Легко сказать: чуть ли не каждое слово, едва ли не всякий оборот казались мне драгоценными, и расстаться с какой-нибудь свежей метафорой, даже и не идущей к делу, было для меня так же мучительно, как, наверное, моей покойной бабке было мучительно таскать в «Торгсин» фамильное серебро. Тем не менее я скрепя сердце ужал некоторые вопиющие длинноты, аннулировал особо красочные эпитеты и поменял на нейтральные кое-какие игривые имена.

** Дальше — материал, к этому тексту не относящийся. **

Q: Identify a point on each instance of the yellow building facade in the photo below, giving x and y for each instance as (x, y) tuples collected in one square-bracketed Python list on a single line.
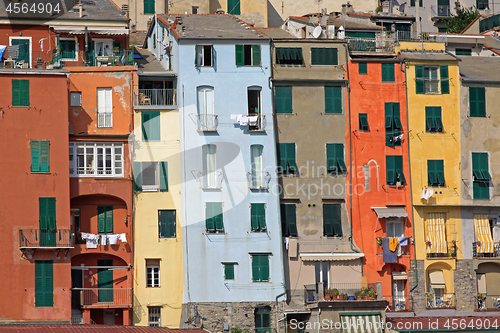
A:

Все одно что-то было не то, чего-то недоставало, то есть не «чего-то», а именно изысканной простоты слога, которая у Пушкина с лихвой компенсирует облегченность фабулы, природного благородства толстовского письма, определяющего взгляд на вещи несколько свысока, кристальности чеховских повествований, продуктивной озлобленности Достоевского – а впрочем, мне было ясно, что претензии мои чрезмерны и не соответствуют возможностям современного человека, что я чересчур высоко беру. Единственно меня ободряло то, что вообще глупо соперничать с великанами нашей литературы, что я даже не Левитов и не Решетников – я другой.
Дня два-три спустя, когда мне нужно было выходить во вторую смену, я, трепеща, понаведался в редакцию одного знаменитого «толстого» литературного журнала, и не то чтобы в надежде пристроить мои рассказы, а хотя бы выяснить у настоящих профессионалов, стоит ли мне впредь торить писательскую стезю. По наивности я сразу направился к кабинету главного редактора, очень тогда известного романиста, но меня вежливо отослали в отдел прозы, а оттуда в литературную консультацию, занимавшую комнатенку во втором этаже, где мои рассказы приняли, зарегистрировали и велели дожидаться ответа почтой, чему я по неопытности был искренне удивлен. Я отчего-то полагал, что литературный консультант примется немедленно читать мою рукопись и сразу по прочтении вынесет приговор.
Я, разумеется, не стал препираться с огромной бабой в очках, которая буквально сидела на двух стульях, такая она была задастая, тем более что я был положительно околдован самим воздухом, гулявшим в редакционных коридорах, который пропах лежалой бумагой, дорогими духами, чем-то типографским и хорошими манерами, и с благоговением наблюдал за тамошними посвященными, одетыми не по-московски, сновавшими туда-сюда сосредоточенно, как сомнамбулы, а сам весь как-то умалился, точно усох, и даже мои новые туфли за девять рублей с копейками вдруг мне сделались велики.
Примерно через месяц я получил ответ. «Уважаемый товарищ Сукин! – писали мне из редакции. – Мы прочитали ваши рассказы и пришли к заключению, что они нас не устраивают, так как отнюдь не отвечают тем требованиям, которые мы предъявляем к произведениям современных прозаиков, свидетелей и участников строительства самого справедливого общества на земле. Создается впечатление, что вы живете не в советской стране, а на планете Вега, где пьяные летчики угоняют самолеты, чтобы повидаться со своими любовницами, а сумасшедшие мужья самосильно строят метро, чтобы развеять тоску-печаль. Где же тут социалистический реализм, в плане которого работает наша передовая литература?! Где новые характеры, романтика буден, мечты и свершения советского человека, где, наконец, борьба со всем отжившим, негативным, что, к сожалению, еще встречается в нашей общественной жизни да и в быту? Вам бы стать ближе к действительности, почувствовать пульс трудового народа, и тогда дело пойдет на лад.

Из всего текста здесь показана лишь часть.